Officers of Phor Thud are traditionally called Broncos. Maj Navneet was the epitome of a Bronco-a young, wild and unbroken horse. He had flamboyance coupled with an extremely sound command over the language. He was verbose and eloquent. He commanded immense respect from officers and men alike for his ability for hard work and professionalism. He attained instructor grading in the Medium Machine Gun and Automatic Grenade Launcher Course, the Commando Course (where he was subsequently posted as an instructor) and the Anti Tank Guided Missile Course.
He complemented his intellectual capabilities with an amazing physique. He was physically extremely supple, a fall out of having spent his childhood pursuing Taekwondo. And he used to put himself through a punishing schedule of weight training. I have actually seen him go into a sulk and pump iron continuously for hours and then fall sick due to exhaustion!
He was also extremely misunderstood. His bark was far worse then his bite. He strove to attain perfection in all he sought to do. Where he could not, he would rave, rant and finally sulk. When Rahul Verma (my junior subaltern), Surya and other officers would sit down and discuss things, the topic would generally always veer around to how to tackle Navi sir. Many such discussions later we came to the consensus that he was infact, unconsciously trying to cover up for the inadequacies of Nimish, his younger brother; a special child. I still do not know whether this was indeed the fact or not.
When a fearless man does a brave deed, he is courageous; but true courage is when a man overcomes his own fears and does those very things he fears. Very few people were privy to the fears of Major Navneet Vats. Only we, those closest to him, knew that he felt fear like none of us could imagine. His fears were both rational and irrational. And every time he went on an operation, he was in fact conquering his fears. His manifestation of his fears were channelised into immense preparation and rehearsals before any operation.

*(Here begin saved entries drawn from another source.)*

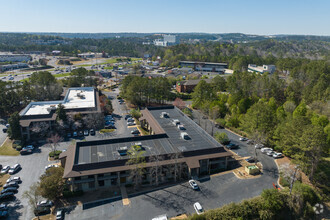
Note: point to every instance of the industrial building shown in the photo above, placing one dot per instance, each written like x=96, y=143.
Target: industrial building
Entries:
x=261, y=69
x=204, y=66
x=176, y=147
x=83, y=100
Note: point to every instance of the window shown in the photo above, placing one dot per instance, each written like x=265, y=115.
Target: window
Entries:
x=91, y=185
x=101, y=182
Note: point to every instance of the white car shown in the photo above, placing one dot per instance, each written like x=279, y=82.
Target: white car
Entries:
x=15, y=179
x=50, y=166
x=5, y=169
x=265, y=150
x=259, y=146
x=277, y=155
x=198, y=208
x=193, y=184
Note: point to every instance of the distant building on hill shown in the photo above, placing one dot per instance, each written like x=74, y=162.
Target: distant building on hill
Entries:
x=261, y=69
x=189, y=85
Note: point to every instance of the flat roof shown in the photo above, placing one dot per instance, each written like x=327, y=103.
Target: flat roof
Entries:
x=82, y=97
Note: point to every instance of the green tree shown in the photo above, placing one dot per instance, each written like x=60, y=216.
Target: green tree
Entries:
x=221, y=137
x=52, y=183
x=14, y=130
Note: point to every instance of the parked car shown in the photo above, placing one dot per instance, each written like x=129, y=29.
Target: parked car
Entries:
x=250, y=160
x=9, y=189
x=50, y=166
x=14, y=169
x=198, y=208
x=41, y=210
x=277, y=155
x=59, y=215
x=5, y=169
x=11, y=184
x=3, y=207
x=45, y=203
x=3, y=214
x=232, y=146
x=259, y=146
x=265, y=150
x=135, y=131
x=193, y=184
x=25, y=151
x=6, y=196
x=16, y=179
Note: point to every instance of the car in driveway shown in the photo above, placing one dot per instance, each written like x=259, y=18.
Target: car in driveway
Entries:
x=5, y=169
x=193, y=184
x=9, y=189
x=11, y=184
x=3, y=214
x=198, y=208
x=277, y=155
x=14, y=169
x=15, y=179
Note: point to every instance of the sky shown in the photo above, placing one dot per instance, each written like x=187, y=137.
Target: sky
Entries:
x=263, y=17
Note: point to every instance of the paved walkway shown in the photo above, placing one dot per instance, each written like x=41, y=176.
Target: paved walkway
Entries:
x=124, y=195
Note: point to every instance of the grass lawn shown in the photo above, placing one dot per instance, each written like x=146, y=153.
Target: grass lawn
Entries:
x=7, y=149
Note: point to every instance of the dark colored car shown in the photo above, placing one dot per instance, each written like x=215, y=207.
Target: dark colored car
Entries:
x=9, y=189
x=10, y=184
x=3, y=214
x=25, y=151
x=41, y=210
x=3, y=207
x=232, y=146
x=6, y=196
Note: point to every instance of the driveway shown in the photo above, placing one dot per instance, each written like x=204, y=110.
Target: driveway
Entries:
x=33, y=166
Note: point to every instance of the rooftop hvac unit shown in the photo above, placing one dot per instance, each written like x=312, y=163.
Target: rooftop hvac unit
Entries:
x=175, y=122
x=184, y=135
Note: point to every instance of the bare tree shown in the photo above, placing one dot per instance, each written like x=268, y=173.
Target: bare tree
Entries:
x=33, y=195
x=54, y=141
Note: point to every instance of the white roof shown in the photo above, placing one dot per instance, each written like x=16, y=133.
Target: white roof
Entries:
x=82, y=97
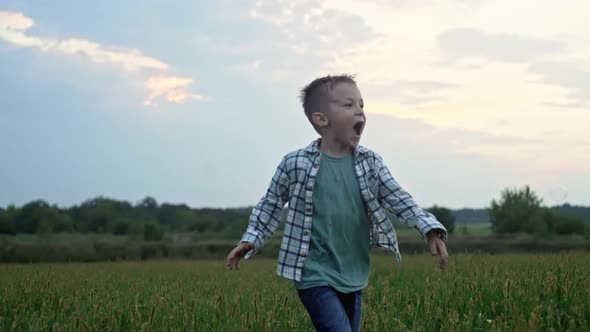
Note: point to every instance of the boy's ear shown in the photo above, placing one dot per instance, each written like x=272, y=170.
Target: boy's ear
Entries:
x=319, y=119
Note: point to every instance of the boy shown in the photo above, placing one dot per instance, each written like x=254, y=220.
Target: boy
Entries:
x=338, y=192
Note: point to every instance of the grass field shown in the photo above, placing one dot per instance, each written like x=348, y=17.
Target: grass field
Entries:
x=503, y=292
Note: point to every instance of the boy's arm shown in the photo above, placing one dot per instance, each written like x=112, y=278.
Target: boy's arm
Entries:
x=265, y=217
x=398, y=201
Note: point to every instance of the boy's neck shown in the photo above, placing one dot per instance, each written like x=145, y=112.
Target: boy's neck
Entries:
x=334, y=148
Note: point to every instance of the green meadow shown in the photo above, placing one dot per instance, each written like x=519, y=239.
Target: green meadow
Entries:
x=522, y=292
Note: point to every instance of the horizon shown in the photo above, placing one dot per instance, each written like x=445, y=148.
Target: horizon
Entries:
x=196, y=102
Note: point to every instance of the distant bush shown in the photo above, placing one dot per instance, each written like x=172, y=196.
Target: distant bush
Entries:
x=445, y=216
x=122, y=227
x=153, y=231
x=7, y=226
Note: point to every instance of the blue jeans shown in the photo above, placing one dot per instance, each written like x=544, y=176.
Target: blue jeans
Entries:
x=331, y=310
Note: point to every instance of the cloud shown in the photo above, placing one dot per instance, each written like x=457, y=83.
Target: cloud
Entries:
x=568, y=75
x=407, y=92
x=170, y=88
x=13, y=29
x=466, y=42
x=307, y=36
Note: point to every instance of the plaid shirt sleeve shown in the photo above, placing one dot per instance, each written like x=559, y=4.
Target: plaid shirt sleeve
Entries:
x=396, y=200
x=265, y=217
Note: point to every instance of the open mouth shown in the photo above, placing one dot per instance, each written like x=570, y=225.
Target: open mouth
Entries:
x=358, y=127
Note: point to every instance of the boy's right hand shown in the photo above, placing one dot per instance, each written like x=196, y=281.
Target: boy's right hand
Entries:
x=233, y=259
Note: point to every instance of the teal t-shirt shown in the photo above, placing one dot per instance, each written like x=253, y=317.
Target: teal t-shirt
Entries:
x=339, y=245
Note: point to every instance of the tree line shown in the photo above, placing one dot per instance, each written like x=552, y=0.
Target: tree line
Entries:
x=517, y=211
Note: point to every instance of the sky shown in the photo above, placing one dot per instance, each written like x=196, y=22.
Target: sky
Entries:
x=196, y=101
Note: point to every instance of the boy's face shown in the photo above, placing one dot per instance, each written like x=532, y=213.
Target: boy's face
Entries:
x=345, y=115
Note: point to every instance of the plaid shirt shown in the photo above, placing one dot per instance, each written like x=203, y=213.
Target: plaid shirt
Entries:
x=293, y=183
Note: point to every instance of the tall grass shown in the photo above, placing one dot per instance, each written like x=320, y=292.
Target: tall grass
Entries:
x=476, y=292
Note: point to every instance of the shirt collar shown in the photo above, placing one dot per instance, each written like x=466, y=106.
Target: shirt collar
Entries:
x=313, y=148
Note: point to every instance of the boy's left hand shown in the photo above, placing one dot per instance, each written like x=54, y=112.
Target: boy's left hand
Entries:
x=438, y=247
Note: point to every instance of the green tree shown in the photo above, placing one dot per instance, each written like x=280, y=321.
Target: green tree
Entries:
x=152, y=231
x=517, y=210
x=445, y=216
x=6, y=224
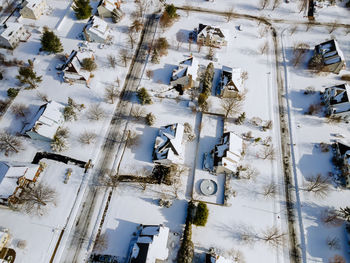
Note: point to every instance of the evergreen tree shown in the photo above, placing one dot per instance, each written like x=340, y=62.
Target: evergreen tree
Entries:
x=50, y=42
x=82, y=9
x=27, y=75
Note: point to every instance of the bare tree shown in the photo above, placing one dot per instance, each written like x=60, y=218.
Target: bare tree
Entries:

He passed away, the way he lived. Fighting. He had been posted to 32 Rastriya Rifles, and was commanding his company at Khreuh, near Srinagar. On 19 November 2003, an encounter started near the Indiranagar Telephone Exchange at Srinagar due to which the exchange gutted completely. By evening it was clear that things were going awry. The Commanding Officer of the unit , the Second-in-Command and another two officers had been injured. Maj Vats and his column was called in as reinforcements. Early next morning he commenced search of the building in which the terrorists were suspected to have been hiding . It was over in moments. The terrorist died immediately and Maj Vats succumbed to his injuries a few moments later.
Today when I see Inayat, his three year old daughter pout-the familiar scowl of my beloved Senior Sub floats before my eyes.